# anyone feed Sericea Lespedeza hay



## T.J. (Mar 23, 2011)

i have been doing a little research & read that Sericea Lespedeza is somewhat of a "natural" wormer for goats and sheep.has anybody fed Sericea hay?

the reason i ask is - i have a couple of unused acres i thought about planting some and trying it out.i believe i will be able to produce all the hay i will need and have a little extra to sell locally to a guy that said he would buy some.

so,does anybody have any experiance with Sericea Lespedeza?

thanks,
T.J.


----------



## Goatherd (Mar 24, 2011)

After doing a search to find out what this hay is all about, I know I would never have an opportunity to ever try it as I live in a northern state and from what I read, this plant is indigenous to southern regions.


----------



## lilhill (Mar 24, 2011)

Yes, we fed it about 3 years ago, but have since found another hay supplier.   The goats loved the first load we bought, but hardly touched the second load.  It has to be cut at just the right time, and at some stage becomes unpalatable.  As for being a natural dewormer, don't know about that.


----------



## T.J. (Mar 25, 2011)

thanks for the replies.i appreciate them.

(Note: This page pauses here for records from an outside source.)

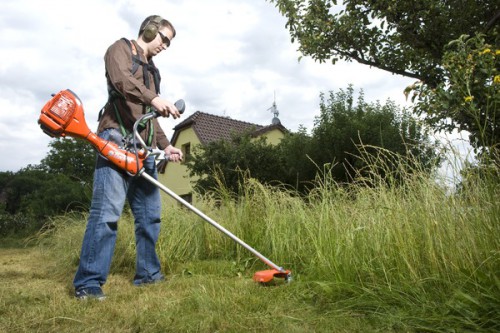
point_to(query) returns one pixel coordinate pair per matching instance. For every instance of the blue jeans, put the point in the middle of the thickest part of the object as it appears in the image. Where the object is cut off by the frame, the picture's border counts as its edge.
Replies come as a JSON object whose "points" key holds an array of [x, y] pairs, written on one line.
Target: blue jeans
{"points": [[111, 188]]}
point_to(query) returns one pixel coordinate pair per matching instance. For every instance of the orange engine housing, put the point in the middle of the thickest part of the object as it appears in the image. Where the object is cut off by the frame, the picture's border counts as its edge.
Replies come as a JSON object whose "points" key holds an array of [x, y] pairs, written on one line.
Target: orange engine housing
{"points": [[63, 115]]}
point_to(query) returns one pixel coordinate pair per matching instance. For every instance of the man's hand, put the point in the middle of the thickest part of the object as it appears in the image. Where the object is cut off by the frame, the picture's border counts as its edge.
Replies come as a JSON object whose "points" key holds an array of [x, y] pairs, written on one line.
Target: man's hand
{"points": [[173, 154], [165, 108]]}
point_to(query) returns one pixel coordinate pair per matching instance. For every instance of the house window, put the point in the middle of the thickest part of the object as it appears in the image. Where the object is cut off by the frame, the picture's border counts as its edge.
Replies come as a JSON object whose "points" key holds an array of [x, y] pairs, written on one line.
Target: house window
{"points": [[186, 150], [187, 197]]}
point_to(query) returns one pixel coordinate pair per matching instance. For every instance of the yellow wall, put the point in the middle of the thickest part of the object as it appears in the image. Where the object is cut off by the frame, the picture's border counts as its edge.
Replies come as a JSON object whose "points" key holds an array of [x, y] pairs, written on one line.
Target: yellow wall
{"points": [[176, 174]]}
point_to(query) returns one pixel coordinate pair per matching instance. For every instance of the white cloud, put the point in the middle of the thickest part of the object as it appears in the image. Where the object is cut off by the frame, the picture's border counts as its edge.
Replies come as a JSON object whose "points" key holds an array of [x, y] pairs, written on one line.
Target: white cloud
{"points": [[229, 58]]}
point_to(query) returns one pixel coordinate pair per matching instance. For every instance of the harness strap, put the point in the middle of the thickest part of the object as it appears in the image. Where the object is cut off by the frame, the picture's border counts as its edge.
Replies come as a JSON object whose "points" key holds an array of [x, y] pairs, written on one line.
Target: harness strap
{"points": [[113, 94]]}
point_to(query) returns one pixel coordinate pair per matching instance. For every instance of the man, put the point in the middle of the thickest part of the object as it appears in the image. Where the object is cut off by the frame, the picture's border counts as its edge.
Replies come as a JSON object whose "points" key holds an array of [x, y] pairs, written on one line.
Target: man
{"points": [[134, 86]]}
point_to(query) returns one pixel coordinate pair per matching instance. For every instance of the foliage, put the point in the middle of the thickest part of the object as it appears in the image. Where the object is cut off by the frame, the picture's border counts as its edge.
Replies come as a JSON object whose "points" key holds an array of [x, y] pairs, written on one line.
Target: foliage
{"points": [[61, 183], [229, 161], [342, 133], [470, 98], [345, 129], [427, 40], [72, 157], [403, 37], [37, 194], [377, 259]]}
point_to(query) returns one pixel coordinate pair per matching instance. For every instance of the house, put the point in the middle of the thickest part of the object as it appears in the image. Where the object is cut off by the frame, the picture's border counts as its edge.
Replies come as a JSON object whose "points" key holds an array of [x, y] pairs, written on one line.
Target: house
{"points": [[201, 128]]}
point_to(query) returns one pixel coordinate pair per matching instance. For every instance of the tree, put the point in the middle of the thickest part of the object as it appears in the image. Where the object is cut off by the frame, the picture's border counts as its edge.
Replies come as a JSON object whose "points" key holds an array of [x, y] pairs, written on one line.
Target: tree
{"points": [[346, 133], [72, 157], [230, 161], [411, 38], [469, 99], [402, 37]]}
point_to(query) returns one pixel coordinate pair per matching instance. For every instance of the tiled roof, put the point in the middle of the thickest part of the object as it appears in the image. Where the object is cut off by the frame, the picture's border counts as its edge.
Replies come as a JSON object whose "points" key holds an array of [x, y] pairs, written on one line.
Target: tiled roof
{"points": [[210, 127]]}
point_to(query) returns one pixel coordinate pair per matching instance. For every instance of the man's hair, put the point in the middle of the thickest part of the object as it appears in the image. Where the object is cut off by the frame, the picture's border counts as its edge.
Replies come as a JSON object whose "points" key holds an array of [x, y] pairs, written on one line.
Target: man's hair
{"points": [[153, 19]]}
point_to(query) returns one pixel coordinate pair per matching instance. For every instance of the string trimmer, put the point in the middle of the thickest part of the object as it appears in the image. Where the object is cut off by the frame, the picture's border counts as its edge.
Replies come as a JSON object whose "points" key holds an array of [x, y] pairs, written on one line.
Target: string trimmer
{"points": [[63, 115]]}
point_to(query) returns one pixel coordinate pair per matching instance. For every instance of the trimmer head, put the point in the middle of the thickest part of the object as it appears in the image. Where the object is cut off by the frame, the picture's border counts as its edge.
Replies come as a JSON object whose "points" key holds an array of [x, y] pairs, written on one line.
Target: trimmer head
{"points": [[268, 275]]}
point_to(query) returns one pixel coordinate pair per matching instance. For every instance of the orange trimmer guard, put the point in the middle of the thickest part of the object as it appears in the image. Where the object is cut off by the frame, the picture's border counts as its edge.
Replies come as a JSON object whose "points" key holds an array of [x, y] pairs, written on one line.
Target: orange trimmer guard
{"points": [[270, 274]]}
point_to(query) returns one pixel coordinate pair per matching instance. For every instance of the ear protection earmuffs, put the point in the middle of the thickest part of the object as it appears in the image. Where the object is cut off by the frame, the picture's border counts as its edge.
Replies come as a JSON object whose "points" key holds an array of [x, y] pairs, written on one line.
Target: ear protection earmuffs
{"points": [[151, 28]]}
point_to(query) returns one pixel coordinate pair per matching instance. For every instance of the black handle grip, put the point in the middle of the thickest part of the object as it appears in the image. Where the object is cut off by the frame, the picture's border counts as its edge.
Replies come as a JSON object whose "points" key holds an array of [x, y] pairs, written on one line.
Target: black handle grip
{"points": [[180, 105]]}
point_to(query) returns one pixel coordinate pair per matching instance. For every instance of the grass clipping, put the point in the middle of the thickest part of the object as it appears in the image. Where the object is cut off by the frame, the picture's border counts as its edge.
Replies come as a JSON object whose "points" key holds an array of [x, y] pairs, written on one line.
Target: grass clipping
{"points": [[375, 255]]}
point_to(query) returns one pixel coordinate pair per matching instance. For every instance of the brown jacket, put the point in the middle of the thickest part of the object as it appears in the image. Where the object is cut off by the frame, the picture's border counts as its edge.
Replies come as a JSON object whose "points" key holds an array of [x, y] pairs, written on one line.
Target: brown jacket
{"points": [[118, 64]]}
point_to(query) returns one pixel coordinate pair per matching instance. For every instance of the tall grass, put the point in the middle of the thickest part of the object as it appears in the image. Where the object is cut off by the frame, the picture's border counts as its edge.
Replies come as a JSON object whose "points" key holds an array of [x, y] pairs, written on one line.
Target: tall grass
{"points": [[402, 248]]}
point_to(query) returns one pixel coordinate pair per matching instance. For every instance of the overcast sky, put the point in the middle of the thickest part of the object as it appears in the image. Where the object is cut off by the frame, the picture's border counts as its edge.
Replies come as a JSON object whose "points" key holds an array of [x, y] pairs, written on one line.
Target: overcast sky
{"points": [[230, 58]]}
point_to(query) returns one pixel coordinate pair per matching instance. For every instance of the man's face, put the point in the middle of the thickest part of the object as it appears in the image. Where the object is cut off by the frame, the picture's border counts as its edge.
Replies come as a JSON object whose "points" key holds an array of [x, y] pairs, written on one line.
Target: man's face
{"points": [[161, 42]]}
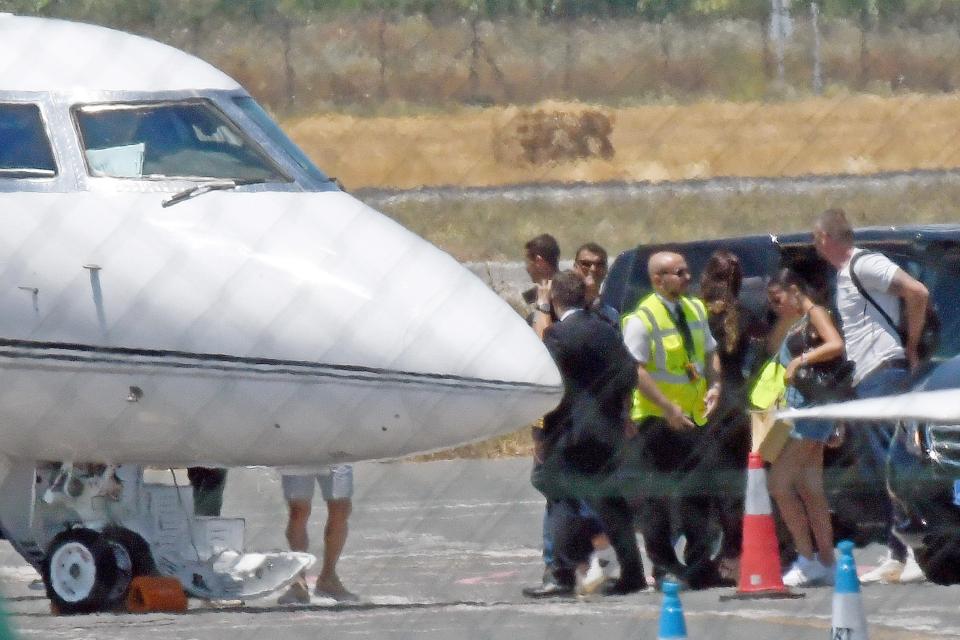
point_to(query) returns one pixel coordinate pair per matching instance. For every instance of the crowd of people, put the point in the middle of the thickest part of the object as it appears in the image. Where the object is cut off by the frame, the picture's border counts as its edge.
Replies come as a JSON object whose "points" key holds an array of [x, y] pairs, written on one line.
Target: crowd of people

i really think i am going to try a 2-3 acre spot and see what happens. if nothing else it will be a learning experiance 

Goatherd,
in my research i have found it is listed as an invasive weed in some states.

thanks again,
T.J.


----------



## RabbleRoost Farm (Mar 25, 2011)

I've read from several different people that have tried growing it that it almost never sprouts. Apparently it's VERY hard to grow.

As for it being an invasive weed, I bet it could be in the right areas. I guess in cooler climates it just doesn't thrive.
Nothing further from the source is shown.